王来顿了顿,语气不屑,“草民倒觉得,她这是欲擒故纵,想必一旦花男人的银子,便是个狠的。”
韩攸宁一把将手里的茶杯扔了出去,正摔到王来跟前,碎了一地。
王来吓得慌忙跪下。
“欲擒故纵?她玉娘只要待在玉香阁,便有数不尽的银子,哪里看的上你那点碎银子!她不过是觉得寻到了真心人,想与你过安稳日子。却不曾想,你王来竟是个借她攀附权贵的卑鄙小人!”
韩攸宁站了起来,走到他跟前,居高临下看着他,“你不是茶商吗?不是不舍京中生意吗?那我就让你在京中的生意做不下去。”
王来脸色大变,“县主,你身份尊贵,可也不能仗势欺人!京城……京城还是有王法的!”
韩攸宁冷笑,“我让你做不成生意,又何须触犯王法。王爷刚送了我一个铺子,地方颇大,我正没想好做什么生意,现在想来,做茶叶生意就不错。但凡是你的主顾,我都比你的价格低一成给他们供货,你说他们会买谁的?”
王来心底一沉。完了。
商人逐利,自然是哪里利多去哪里。且不说价格,就凭着对方是晋王妃,他们为了巴结上皇权,也会争着抢着去做生意。
霍山在一旁沉声道,“王老板在大周各地的生意恐怕也不好做,大周不管是水路还是陆运,各商号都能卖霍某几分薄面。从今日起,不会再有人肯帮你运输茶叶了,即便你自己组建商队运输,怕也没镖局肯给你护镖。”
王来面如土色。
这意味着,他的生意彻底完了。
他抬头看韩攸宁,“县主下此狠手,就因为草民不娶玉娘?”
韩攸宁道,“对。”
“玉娘不是犯错离开的吗?县主寻不到她,可不能把气撒到草民身上。”
韩攸宁道,“玉娘犯的错,就是不辞而别。她玉娘在定国公府横着走都行,却在你这种小人面前受尽委屈。
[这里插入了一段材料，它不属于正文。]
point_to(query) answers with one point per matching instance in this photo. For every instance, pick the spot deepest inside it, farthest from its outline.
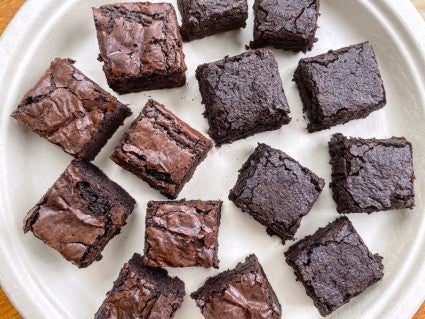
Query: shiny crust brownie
(71, 111)
(334, 265)
(243, 95)
(276, 190)
(142, 292)
(240, 293)
(285, 24)
(161, 149)
(182, 233)
(140, 45)
(371, 175)
(340, 86)
(80, 213)
(202, 18)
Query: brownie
(202, 18)
(371, 175)
(243, 95)
(70, 110)
(285, 24)
(334, 265)
(276, 190)
(340, 86)
(80, 213)
(161, 149)
(142, 292)
(140, 45)
(243, 292)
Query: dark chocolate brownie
(334, 265)
(340, 86)
(182, 233)
(142, 292)
(285, 24)
(202, 18)
(70, 110)
(276, 190)
(240, 293)
(371, 175)
(80, 213)
(161, 149)
(140, 45)
(243, 95)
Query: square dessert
(243, 95)
(80, 213)
(140, 45)
(182, 233)
(202, 18)
(240, 293)
(370, 175)
(71, 111)
(340, 86)
(276, 190)
(161, 149)
(285, 24)
(142, 292)
(334, 265)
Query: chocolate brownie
(71, 111)
(202, 18)
(276, 190)
(142, 292)
(371, 175)
(285, 24)
(243, 292)
(340, 86)
(80, 213)
(243, 95)
(140, 45)
(334, 265)
(182, 233)
(161, 149)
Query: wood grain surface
(8, 8)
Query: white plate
(43, 285)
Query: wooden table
(8, 8)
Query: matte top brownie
(71, 111)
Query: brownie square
(202, 18)
(334, 265)
(340, 86)
(140, 45)
(371, 175)
(142, 292)
(161, 149)
(71, 111)
(240, 293)
(285, 24)
(276, 190)
(80, 213)
(243, 95)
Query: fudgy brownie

这口窝囊气玉娘能咽下,我可咽不下!”
王来跪在地上,不可置信地看着韩攸宁,懊悔无比。
原来玉娘在未来王妃心目中地位这么高!
他慌忙磕头,“县主饶了草民!草民与玉娘互生爱慕,是有成亲打算的!只是家中长辈对玉娘寡妇身份略有微词,草民夹在中间左右为难,那日玉娘催得急,草民一时情急与她吵了几句嘴……方才说的,都是气话!”
韩攸宁失望地摇头,“玉娘当真是瞎了眼。你若不说这些,我还能赞一声你有骨气。”
她吩咐镖师,“将他带下去。”
镖师推搡着王来出去了。
韩攸宁看向霍山,“世叔,玉娘的下落,你尽快帮着找找吧。”
霍山道,“方才我已经安排下去了。县主不必着急,她在外闯荡这么多年,总有自保的本事。”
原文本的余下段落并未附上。